TV Geistenbeck in der Oberliga Nicht alles perfekt, trotzdem gewonnen

Handball-Oberliga · Der TV Geistenbeck bleibt durch den Sieg gegen Hiesfeld-Aldenrade ungeschlagen. Eine Umstellung in der Deckung und Timo Hüpperling sind die Erfolgsgaranten.

Trainer Thomas Laßeur ist mit 5:1-Punkten in die neue Saison der Oberliga gestartet.
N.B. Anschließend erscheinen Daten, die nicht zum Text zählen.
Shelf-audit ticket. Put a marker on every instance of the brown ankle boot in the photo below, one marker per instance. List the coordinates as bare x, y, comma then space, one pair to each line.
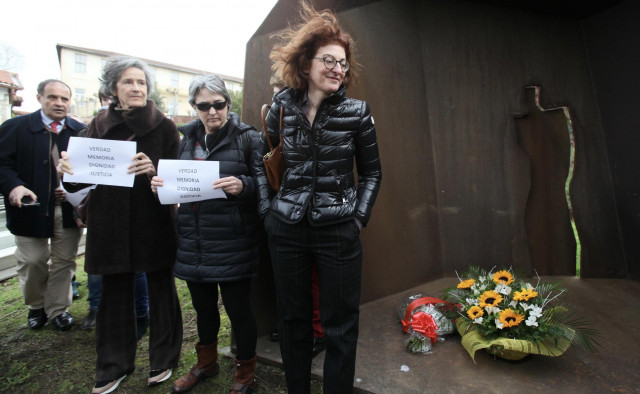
245, 376
206, 366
Trainer Thomas Laßeur ist mit 5:1-Punkten in die neue Saison der Oberliga gestartet.

Foto: Tom Ostermann

Nach dem 26:24 (13:12)-Erfolg bei der HSG Hiesfeld-Aldenrade bleibt der TV Geistenbeck auch nach drei Spieltagen weiterhin ungeschlagen. „Das ist natürlich eine sehr schöne Momentaufnahme“, sagte der Geistenbecker Trainer Thomas Laßeur und fügte an: „Aber das wissen wir sehr gut einzuordnen. 5:1-Punkte sind ein sehr guter Start, aber deswegen werden wir unsere Ziele nicht ändern. Diese Punkte kann uns keiner mehr nehmen und sie helfen uns, so schnell wie möglich einen Abstand zu den unteren Tabellenplätzen herzustellen.“ Die Punkte seien nun ein gutes Fundament für die kommenden Aufgaben und helfen der Mannschaft in ihrem Entwicklungsprozess, sagte der Trainer weiter.
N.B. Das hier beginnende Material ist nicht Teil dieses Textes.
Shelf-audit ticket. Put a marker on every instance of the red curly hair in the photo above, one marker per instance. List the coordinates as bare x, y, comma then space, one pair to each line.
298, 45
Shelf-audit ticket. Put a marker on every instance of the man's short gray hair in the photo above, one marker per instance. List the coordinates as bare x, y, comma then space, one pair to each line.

Die erste Halbzeit verlief ausgeglichen, wobei die Gäste mit einer offensiv ausgerichteten 5:1-Deckungsvariante agierten. Dabei bot Neuzugang und Kreisläufer Marvin Lüttke im Abwehrzentrum eine starke Vorstellung, wusste aber auch im Angriff zu überzeugen. Die einzig unschöne Szene im ersten Spielabschnitt ereignete sich in der 27. Minute, als Kevin Kirchener, Spielertrainer der Hausherren, nach einem groben Foulspiel an Dominik Meißner mit einer Roten Karte vorzeitig das Feld verlassen musste.

Nach dem Seitenwechsel verloren die Gäste ein wenig die Zuordnung in der Abwehr und gerieten mit 15:17 ins Hintertreffen. Erst als die Deckung defensiver agierte, egalisierten die Geistenbecker nach wenigen Minuten den Rückstand und kamen nach einem Tor von Routinier Timo Hüpperling zum 19:19-Ausgleich. Überhaupt war Hüpperling in der zweiten Halbzeit die treibende Kraft in seiner Mannschaft: Er agierte äußerst clever und erwies sich als sehr torgefährlich. So erzielte Hüpperling auch die Treffer zum 23:21 und 24:21, sorgte damit erstmals für einen beruhigenden Vorsprung und brachte seine Farben damit auf die Siegerstraße.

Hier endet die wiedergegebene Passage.